AaronBauman’s picture

Category: feature » bug
Priority: Minor » Major

A 20-second page load is a major UX bug.

Andy Inman’s picture

Josh, please explain how the module "eschews significant swaths of Drupal best practice and convention". In case you're referring to lack of Views support, that is discussed here.

Ok, so it's clear that the generated query is seriously inefficient when Content Profile is in use. The function _groupadmin_cp_getquery() in groupadmin_cp.module is probably all that needs to be changed. That function modifies the basic query used by GA to add support for name fields held in CP. It was a first-pass at providing the required basic functionality, never optimised. I have GA in use in a number of sites, both my own and clients, and this issue doesn't affect me, either because data sizes are small or because CP isn't used. So, by all means let fix it, but "I don't have time" is as convenient an excuse for me as anybody else.

For now, I'll add a warning on the project page that performance is an issue with CP support and large datasets.

martinwjones’s picture

Has there been any progress, patch or workaround on this.
I have just timed a groupadmin page taking almost two minutes to load (118 seconds)
Our users didn't think it was working and filed a bug report. I discovered it was just taking a loooong time to respond.
Unfortunately I am new to Drupal so I don't understand how all the hooks and queries are implemented.
For the record my site has about 10,000 users and will be hosting hundreds of projects.

AaronBauman’s picture

Now that og in D7 is fields-based, i bet this module could be replaced by some clever views and maybe views bulk operations.

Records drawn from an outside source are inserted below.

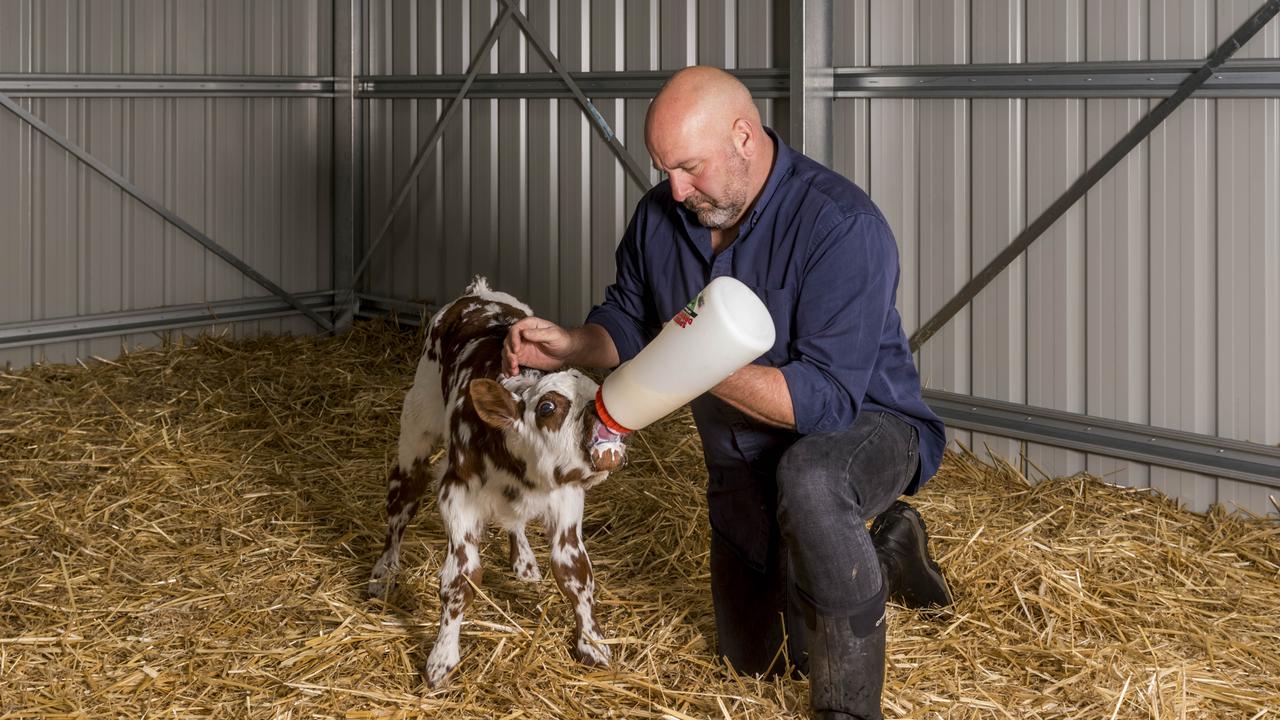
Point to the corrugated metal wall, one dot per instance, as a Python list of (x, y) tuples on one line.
[(251, 173), (524, 191), (1155, 300)]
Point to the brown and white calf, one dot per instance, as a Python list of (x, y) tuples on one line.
[(516, 449)]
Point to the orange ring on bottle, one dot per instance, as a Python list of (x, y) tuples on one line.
[(604, 414)]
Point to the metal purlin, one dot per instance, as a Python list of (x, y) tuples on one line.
[(119, 181), (602, 126)]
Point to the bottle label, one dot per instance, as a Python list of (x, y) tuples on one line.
[(686, 315)]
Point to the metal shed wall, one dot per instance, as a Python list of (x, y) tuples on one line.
[(254, 173), (522, 190), (1156, 299)]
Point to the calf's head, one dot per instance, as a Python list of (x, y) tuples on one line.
[(551, 419)]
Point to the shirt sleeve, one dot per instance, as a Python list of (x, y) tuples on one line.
[(845, 297), (624, 313)]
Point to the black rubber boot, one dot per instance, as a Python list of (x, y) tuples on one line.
[(846, 671), (903, 548)]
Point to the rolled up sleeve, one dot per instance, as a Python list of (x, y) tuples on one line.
[(846, 297)]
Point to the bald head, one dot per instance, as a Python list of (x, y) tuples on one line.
[(702, 98), (704, 131)]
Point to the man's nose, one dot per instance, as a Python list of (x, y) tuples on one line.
[(680, 190)]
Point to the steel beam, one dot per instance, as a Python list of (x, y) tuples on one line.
[(810, 80), (1143, 78), (1221, 458), (58, 85), (763, 82), (348, 140), (424, 153), (639, 174), (406, 311), (119, 181), (106, 324), (1096, 172)]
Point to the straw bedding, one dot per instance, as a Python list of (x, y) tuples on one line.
[(186, 532)]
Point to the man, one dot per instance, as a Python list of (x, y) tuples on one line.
[(823, 432)]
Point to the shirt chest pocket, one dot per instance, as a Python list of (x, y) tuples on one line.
[(781, 305)]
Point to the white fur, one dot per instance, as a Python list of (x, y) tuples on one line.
[(474, 502)]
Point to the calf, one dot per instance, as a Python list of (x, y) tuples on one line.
[(516, 449)]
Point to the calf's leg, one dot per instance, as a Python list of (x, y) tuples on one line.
[(572, 570), (421, 429), (461, 568), (522, 561), (405, 492)]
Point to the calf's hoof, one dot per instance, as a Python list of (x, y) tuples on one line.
[(592, 654), (439, 665), (528, 572), (378, 587)]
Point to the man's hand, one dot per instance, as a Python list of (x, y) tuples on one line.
[(538, 343)]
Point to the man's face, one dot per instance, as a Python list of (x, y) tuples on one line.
[(711, 181)]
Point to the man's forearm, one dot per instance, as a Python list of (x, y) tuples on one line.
[(593, 347), (762, 393)]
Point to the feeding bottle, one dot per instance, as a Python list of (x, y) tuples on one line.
[(721, 329)]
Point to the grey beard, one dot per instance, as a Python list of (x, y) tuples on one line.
[(717, 217)]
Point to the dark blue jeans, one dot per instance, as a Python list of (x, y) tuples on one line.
[(809, 550)]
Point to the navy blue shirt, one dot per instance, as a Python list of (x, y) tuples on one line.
[(822, 258)]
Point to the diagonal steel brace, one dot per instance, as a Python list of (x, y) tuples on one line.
[(510, 10), (432, 141), (80, 153), (634, 169), (1095, 173)]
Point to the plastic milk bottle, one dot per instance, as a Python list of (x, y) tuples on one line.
[(721, 329)]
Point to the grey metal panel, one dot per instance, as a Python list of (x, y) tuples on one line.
[(894, 155), (945, 201), (717, 33), (850, 33), (512, 171), (999, 196), (1248, 263), (608, 181), (1183, 249), (1116, 244), (574, 185), (1248, 256), (755, 31), (150, 36), (677, 33), (641, 53), (16, 204), (754, 42), (1055, 264), (223, 164)]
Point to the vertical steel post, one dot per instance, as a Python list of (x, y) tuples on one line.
[(347, 156), (810, 78)]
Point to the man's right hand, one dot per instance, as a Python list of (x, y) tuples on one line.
[(538, 343)]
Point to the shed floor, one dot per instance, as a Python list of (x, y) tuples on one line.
[(186, 532)]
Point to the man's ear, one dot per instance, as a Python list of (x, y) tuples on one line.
[(744, 137), (494, 405)]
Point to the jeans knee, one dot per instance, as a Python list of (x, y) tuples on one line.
[(809, 490)]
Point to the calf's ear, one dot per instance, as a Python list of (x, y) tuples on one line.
[(494, 405)]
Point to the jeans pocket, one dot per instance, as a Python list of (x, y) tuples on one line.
[(741, 514)]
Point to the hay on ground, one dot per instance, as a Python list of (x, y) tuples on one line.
[(186, 532)]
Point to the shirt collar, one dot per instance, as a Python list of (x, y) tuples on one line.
[(784, 162)]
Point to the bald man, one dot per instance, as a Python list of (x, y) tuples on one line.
[(826, 431)]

At any rate, this module is clearly no longer maintained.

Andy Inman’s picture

martinwjones, please confirm that you're using the Content Profile add-on? Could you try testing without it just to confirm that is the issue?

Josh's suggestion in #2 looks good and I'm willing to implement it if some people are available to do testing.

martinwjones’s picture

Hi netgenius

Apologies for not replying before now. I didn't get a notification that you had updated the thread.
We are not using the Content Profile add-on, we are using the "Drupal Core" Profile module in conjunction with the OG Group Admin Profile module.
If I disable the Group Admin Profile the results are retrieved in seconds so it would appear that Josh's suggestion is a good one.

We would be happy to do some testing.

Many thanks
Marty

Andy Inman’s picture

Hi Martin, so I guess you didn't try modifying the code? When I said I was willing to implement the change I was hoping that somebody else would try changing the code to use the suggested query (#2) - that query doesn't include searching by name/email etc. so that logic would need to be added. The relevant code is in groupadmin_profile.module function _groupadmin_profile_getquery().